Audience solennelle de rentrée du tribunal judiciaire de Rennes : les avocats en colère quittent la salle

Les avocats du barreau de Rennes ont quitté l'audience solennelle de rentrée du tribunal sous les applaudissements de leurs collègues ce lundi. Ils exprimaient ainsi leur colère après le discours du procureur de la République, Philippe Astruc, qui évoque une "Giletjaunisation" de l'audience.


"Il ne peut être admis, (...) que l'audience devienne une agora ou le terrain d'expression de revendications. En un mot, il ne peut y avoir de giletjaunisation de l'audience" a déclaré ce lundi Philippe Astruc, procureur de la République, lors de l'audience de rentrée du tribunal judiciaire de Rennes. Des propos visant la mobilisation des avocats en grève contre la réforme des retraites. Une déclaration qui a provoqué la colère de la profession. Les avocats ont d'abord manifesté bruyamment, "clapant" durant l'intégralité du discours, avant de quitter la salle. 
 
Des avocats qui entament ce lundi 20 janvier leur troisième semaine de grève, perturbant le fonctionnement des tribunaux. Ils sont en grève en raison du projet de réforme des retraites, car leur régime jusqu'alors autonome, serait très impacté par la réforme, qui prévoit un doublement de leurs cotisations retraites, pour des pensions moindres à celles garanties aujourd'hui. 
   

Les avocats du Barreau de Rennes, réunis en assemblée générale ont ensuite voté la poursuite de la grève.

 
Extrait du discours du procureur
"L'espace physique et symbolique de l'audience judiciaire est un espace sacré, hors de la cité, où la conflictualité de l'extérieur vient à trouver une régulation suivant des règles précises ou le droit vient remplacer la force. Est ici à l'œuvre un processus de régulation sociale essentiel au fonctionnement de notre société. S'il peut être admis une confrontation intellectuelle entre l'avocat et le procureur, la figure du Juge est elle sacrée et il ne peut être admis que cet espace soit celui d'une revendication.

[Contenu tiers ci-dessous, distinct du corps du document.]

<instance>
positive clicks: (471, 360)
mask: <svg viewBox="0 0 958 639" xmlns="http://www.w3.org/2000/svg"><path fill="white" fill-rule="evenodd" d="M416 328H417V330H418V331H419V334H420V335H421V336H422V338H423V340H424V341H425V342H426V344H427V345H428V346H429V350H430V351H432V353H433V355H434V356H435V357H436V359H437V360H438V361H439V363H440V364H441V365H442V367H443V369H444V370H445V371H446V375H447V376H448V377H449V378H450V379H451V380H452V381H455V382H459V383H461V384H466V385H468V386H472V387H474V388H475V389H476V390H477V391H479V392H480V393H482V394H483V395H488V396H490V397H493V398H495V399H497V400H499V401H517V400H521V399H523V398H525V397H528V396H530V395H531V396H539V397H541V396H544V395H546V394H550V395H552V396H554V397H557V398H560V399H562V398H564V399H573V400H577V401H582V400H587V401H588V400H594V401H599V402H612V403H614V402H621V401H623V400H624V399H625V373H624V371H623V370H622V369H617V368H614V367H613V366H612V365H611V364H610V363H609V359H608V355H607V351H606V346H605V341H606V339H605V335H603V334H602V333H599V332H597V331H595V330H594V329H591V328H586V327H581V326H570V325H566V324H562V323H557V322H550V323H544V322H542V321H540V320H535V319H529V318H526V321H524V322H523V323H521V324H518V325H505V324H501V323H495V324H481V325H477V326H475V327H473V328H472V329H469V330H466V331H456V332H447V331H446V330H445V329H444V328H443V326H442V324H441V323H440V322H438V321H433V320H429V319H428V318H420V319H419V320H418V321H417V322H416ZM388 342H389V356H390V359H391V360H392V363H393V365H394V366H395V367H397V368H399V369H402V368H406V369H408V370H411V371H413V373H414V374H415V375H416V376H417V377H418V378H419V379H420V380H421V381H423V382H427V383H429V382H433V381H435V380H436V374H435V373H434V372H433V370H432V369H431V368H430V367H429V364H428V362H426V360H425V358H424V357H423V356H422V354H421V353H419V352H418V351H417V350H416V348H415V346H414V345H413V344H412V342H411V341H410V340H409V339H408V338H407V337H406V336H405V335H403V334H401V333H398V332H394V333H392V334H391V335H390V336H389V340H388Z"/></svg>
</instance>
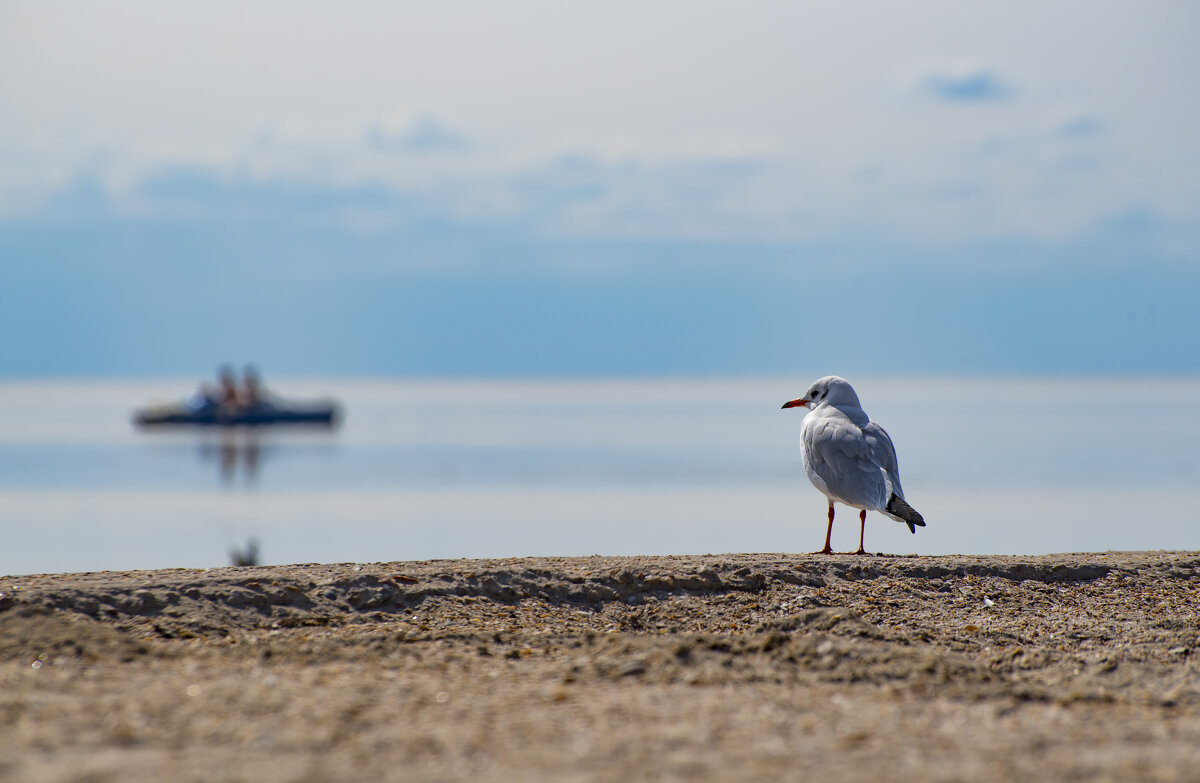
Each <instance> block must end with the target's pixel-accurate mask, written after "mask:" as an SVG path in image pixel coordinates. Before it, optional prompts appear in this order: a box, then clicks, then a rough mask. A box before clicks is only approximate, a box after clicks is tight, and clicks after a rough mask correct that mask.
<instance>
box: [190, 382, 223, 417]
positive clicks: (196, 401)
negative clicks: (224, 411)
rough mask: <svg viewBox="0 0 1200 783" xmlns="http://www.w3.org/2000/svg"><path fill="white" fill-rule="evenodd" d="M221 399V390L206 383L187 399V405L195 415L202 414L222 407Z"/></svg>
mask: <svg viewBox="0 0 1200 783" xmlns="http://www.w3.org/2000/svg"><path fill="white" fill-rule="evenodd" d="M221 399H222V394H221V390H220V389H218V388H217V387H215V385H212V384H211V383H209V382H208V381H205V382H203V383H200V385H199V387H197V389H196V391H192V396H190V398H187V402H185V405H186V406H187V408H188V410H190V411H192V412H193V413H200V412H203V411H209V410H211V408H215V407H217V406H220V405H221Z"/></svg>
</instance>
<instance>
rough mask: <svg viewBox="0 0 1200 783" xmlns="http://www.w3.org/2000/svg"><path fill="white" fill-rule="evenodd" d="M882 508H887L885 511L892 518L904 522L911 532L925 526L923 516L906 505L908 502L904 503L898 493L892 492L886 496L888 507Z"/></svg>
mask: <svg viewBox="0 0 1200 783" xmlns="http://www.w3.org/2000/svg"><path fill="white" fill-rule="evenodd" d="M884 510H887V513H888V514H889V515H890V516H893V518H894V519H898V520H900V521H901V522H904V524H906V525H907V526H908V530H910V531H912V532H913V533H916V532H917V528H918V527H924V526H925V520H924V518H922V515H920V514H918V513H917V509H916V508H913V507H912V506H908V503H906V502H905V500H904V498H902V497H900V496H899V495H895V494H893V495H892V497H889V498H888V507H887V509H884Z"/></svg>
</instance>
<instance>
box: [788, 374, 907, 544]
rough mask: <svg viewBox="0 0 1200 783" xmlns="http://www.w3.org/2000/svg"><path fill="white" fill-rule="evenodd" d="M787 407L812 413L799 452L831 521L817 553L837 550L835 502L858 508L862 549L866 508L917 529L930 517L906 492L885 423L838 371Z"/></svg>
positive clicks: (822, 380)
mask: <svg viewBox="0 0 1200 783" xmlns="http://www.w3.org/2000/svg"><path fill="white" fill-rule="evenodd" d="M784 407H785V408H796V407H803V408H809V411H810V413H809V414H808V416H805V417H804V424H802V425H800V454H802V455H803V456H804V472H805V473H808V474H809V480H810V482H812V485H814V486H816V488H817V489H818V490H821V492H822V494H823V495H824V496H826V497H827V498H829V527H828V528H827V530H826V545H824V549H822V550H821V551H817V552H812V554H814V555H833V554H834V551H833V548H830V546H829V536H830V534H832V533H833V504H834V502H838V503H841V504H842V506H850V507H851V508H857V509H859V512H858V521H859V530H858V551H857V552H854V554H856V555H865V554H866V550H865V549H863V533H864V532H865V530H866V512H869V510H870V512H880V513H881V514H883V515H886V516H890V518H892V519H894V520H896V521H898V522H904V524H906V525H907V526H908V530H910V531H912V532H913V533H916V532H917V527H924V526H925V520H924V519H923V518H922V516H920V514H918V513H917V509H914V508H913V507H912V506H908V503H907V502H906V501H905V498H904V490H902V489H900V468H899V466H898V465H896V449H895V447H894V446H892V438H890V437H888V434H887V432H884V431H883V428H882V426H880V425H878V424H876V423H875V422H872V420H871V418H870V417H869V416H866V412H865V411H863V406H862V404H860V402H859V401H858V395H857V394H854V387H852V385H850V383H848V382H847V381H846V379H844V378H839V377H838V376H835V375H830V376H826V377H823V378H821V379H820V381H816V382H814V383H812V385H811V387H809V390H808V391H806V393H805V394H804V396H802V398H799V399H797V400H790V401H787V402H785V404H784Z"/></svg>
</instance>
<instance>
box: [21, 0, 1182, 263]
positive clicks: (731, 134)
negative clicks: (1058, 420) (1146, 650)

Je ne peux admettre de voir les pressions quotidiennes faites sur les présidents d'audiences pour accorder des renvois ou prendre acte de telle ou telle demande porteuse de revendication totalement extérieure à l'œuvre de justice.

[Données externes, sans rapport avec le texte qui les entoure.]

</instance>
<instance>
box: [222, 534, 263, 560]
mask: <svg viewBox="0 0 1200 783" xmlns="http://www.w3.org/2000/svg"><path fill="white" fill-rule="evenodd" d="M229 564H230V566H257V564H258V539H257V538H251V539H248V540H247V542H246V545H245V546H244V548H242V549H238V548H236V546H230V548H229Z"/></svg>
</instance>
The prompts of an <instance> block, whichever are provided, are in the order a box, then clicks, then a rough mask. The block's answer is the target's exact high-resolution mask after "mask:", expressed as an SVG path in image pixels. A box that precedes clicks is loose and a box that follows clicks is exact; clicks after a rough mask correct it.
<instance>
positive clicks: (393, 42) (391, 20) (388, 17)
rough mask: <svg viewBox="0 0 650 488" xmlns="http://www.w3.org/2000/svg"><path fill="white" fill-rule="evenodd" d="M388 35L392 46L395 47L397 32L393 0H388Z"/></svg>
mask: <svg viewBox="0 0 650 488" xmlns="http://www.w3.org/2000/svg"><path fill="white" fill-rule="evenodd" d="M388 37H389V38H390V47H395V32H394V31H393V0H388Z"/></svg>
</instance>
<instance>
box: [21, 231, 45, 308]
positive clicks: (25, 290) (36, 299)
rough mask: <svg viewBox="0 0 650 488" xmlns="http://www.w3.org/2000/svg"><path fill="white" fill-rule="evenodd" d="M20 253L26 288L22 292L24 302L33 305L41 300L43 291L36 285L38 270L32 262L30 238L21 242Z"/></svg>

L'avocat ne se positionne plus en auxiliaire de justice, mais utilise sa robe pour être lui-même l'acteur de la conflictualité au lieu d'en être le porte-parole. Il a cessé de porter la parole d'une défense pour en être lui même le sujet. La confusion est totale. Il n'appartient qu'aux avocats s'ils le souhaitent de jeter ou d'ôter leur robe en guise de protestation, mais à l'audience ils ne peuvent avoir d'autre rôle que celui qui porte la parole de son client et non la sienne.

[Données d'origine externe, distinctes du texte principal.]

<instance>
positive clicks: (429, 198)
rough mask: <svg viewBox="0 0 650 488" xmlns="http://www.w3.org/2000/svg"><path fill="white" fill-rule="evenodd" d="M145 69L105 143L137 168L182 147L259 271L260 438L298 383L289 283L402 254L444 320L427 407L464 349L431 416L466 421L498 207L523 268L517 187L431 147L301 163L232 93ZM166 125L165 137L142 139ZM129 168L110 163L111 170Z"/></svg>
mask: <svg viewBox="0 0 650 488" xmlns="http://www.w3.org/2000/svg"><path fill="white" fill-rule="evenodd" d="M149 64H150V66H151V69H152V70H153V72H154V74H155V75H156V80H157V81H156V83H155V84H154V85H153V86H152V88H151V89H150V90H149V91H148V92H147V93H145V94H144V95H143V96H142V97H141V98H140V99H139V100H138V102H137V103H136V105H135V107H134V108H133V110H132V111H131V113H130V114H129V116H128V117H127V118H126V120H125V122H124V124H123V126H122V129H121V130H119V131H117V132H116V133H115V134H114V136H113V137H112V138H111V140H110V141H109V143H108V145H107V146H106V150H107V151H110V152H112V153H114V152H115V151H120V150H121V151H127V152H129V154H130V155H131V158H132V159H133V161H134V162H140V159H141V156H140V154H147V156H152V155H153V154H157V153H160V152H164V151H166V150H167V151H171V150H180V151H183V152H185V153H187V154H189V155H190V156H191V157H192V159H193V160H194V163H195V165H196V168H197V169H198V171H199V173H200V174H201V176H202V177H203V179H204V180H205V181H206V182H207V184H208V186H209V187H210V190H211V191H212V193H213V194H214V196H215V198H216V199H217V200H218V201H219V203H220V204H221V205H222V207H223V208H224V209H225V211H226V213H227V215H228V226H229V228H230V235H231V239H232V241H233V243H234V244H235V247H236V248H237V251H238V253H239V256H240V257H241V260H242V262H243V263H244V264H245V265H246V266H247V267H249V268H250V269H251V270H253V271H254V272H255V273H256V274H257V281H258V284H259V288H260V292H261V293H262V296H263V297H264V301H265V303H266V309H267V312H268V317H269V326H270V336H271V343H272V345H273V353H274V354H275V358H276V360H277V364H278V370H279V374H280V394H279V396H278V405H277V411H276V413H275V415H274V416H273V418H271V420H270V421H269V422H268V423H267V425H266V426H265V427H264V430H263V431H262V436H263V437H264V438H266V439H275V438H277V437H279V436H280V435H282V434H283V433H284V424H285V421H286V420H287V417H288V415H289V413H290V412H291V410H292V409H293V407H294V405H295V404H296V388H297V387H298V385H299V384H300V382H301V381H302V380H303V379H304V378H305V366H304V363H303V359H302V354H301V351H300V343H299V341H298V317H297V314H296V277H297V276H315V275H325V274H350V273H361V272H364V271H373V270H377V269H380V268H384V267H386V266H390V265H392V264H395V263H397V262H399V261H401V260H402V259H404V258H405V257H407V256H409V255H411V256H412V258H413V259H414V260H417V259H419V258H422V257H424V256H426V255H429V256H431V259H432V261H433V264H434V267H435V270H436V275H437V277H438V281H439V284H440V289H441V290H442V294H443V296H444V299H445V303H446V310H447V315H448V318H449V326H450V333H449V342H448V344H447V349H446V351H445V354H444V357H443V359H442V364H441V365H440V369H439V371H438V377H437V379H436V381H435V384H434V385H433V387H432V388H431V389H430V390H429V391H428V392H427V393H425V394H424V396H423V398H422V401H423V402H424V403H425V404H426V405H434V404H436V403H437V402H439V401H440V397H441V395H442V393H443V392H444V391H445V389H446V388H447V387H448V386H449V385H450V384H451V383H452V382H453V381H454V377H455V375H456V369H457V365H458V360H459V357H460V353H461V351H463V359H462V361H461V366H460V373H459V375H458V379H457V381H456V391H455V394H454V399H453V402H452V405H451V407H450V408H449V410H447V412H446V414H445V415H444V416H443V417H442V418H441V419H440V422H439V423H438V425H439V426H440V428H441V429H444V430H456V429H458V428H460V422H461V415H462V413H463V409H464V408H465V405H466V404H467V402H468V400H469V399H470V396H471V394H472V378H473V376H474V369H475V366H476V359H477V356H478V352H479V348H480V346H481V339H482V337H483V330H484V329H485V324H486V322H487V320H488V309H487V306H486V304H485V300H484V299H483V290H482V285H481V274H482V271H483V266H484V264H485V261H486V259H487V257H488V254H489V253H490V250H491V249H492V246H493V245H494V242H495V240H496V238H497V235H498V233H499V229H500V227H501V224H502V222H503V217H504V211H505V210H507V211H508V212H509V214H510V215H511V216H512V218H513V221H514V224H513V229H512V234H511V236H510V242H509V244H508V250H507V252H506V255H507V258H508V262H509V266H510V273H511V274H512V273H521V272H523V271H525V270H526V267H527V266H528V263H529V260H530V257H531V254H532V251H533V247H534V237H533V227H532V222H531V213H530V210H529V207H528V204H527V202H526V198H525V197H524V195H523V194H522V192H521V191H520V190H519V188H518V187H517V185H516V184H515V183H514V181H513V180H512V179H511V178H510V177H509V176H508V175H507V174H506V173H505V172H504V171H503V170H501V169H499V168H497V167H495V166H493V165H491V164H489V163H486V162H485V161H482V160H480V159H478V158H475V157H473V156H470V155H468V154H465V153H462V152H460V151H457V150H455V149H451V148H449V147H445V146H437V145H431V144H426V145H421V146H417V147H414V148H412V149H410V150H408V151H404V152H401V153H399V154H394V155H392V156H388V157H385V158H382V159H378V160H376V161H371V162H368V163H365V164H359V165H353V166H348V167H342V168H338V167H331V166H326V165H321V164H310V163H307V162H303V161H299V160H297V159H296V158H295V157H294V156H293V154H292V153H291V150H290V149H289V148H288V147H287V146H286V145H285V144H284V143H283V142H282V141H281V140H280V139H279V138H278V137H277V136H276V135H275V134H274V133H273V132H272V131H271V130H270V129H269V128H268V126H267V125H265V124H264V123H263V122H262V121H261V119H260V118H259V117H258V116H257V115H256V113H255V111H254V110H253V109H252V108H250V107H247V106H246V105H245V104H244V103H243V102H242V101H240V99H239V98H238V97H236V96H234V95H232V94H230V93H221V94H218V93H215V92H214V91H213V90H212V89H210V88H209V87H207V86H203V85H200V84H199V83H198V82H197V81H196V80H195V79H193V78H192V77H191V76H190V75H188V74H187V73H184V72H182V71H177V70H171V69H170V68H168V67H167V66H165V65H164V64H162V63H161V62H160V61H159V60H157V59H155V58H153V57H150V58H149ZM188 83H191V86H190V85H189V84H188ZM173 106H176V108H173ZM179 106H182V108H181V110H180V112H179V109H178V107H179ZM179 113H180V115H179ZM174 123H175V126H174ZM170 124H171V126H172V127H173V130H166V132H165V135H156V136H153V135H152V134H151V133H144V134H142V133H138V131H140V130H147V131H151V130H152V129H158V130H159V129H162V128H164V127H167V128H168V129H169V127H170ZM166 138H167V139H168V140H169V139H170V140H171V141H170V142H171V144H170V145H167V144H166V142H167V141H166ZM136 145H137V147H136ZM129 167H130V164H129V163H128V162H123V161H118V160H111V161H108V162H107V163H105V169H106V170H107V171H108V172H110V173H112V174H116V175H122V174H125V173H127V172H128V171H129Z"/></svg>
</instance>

Admettre que l'audience puisse être le terrain de revendications sociales corporatistes, c'est annihiler cet espace symbolique, le seul existant dans notre société, à tout le moins le dernier à avoir une certaine efficacité. Si cet espace de régulation, pris ainsi en otage, disparaît, je vous le demande, où et comment vont se réguler les tensions sociales ?

L'audience est un bien commun partagé entre les magistrats et les avocats au service de l'œuvre de justice. C'est notre outil de travail et même les organisations syndicales les plus pugnaces savent bien que l'on ne s'en prend pas à son outil de travail.

Je le dis avec solennité, s'il existe des interrogations sérieuses et légitimes sur l'équilibre économique de certains cabinets d'avocats, il ne peut être admis, car cela met en cause des équilibres trop important pour le fonctionnement de notre société, que l'audience devienne une agora ou le terrain d'expression de revendications. En un mot, il ne peut y avoir de "giletjaunisation" de l'audience.
Moi qui me suis battu pour que la place de l'avocat soit pleinement reconnue, je vous demande avec insistance, Madame la Batonnière, mesdames et messieurs les avocats, que soient trouvées d'autres voies et moyens pour faire valoir vos revendications, sauf à devoir faire le triste constat que le sort de l'institution judiciaire vous soit parfaitement indifférent ce que je ne saurais croire."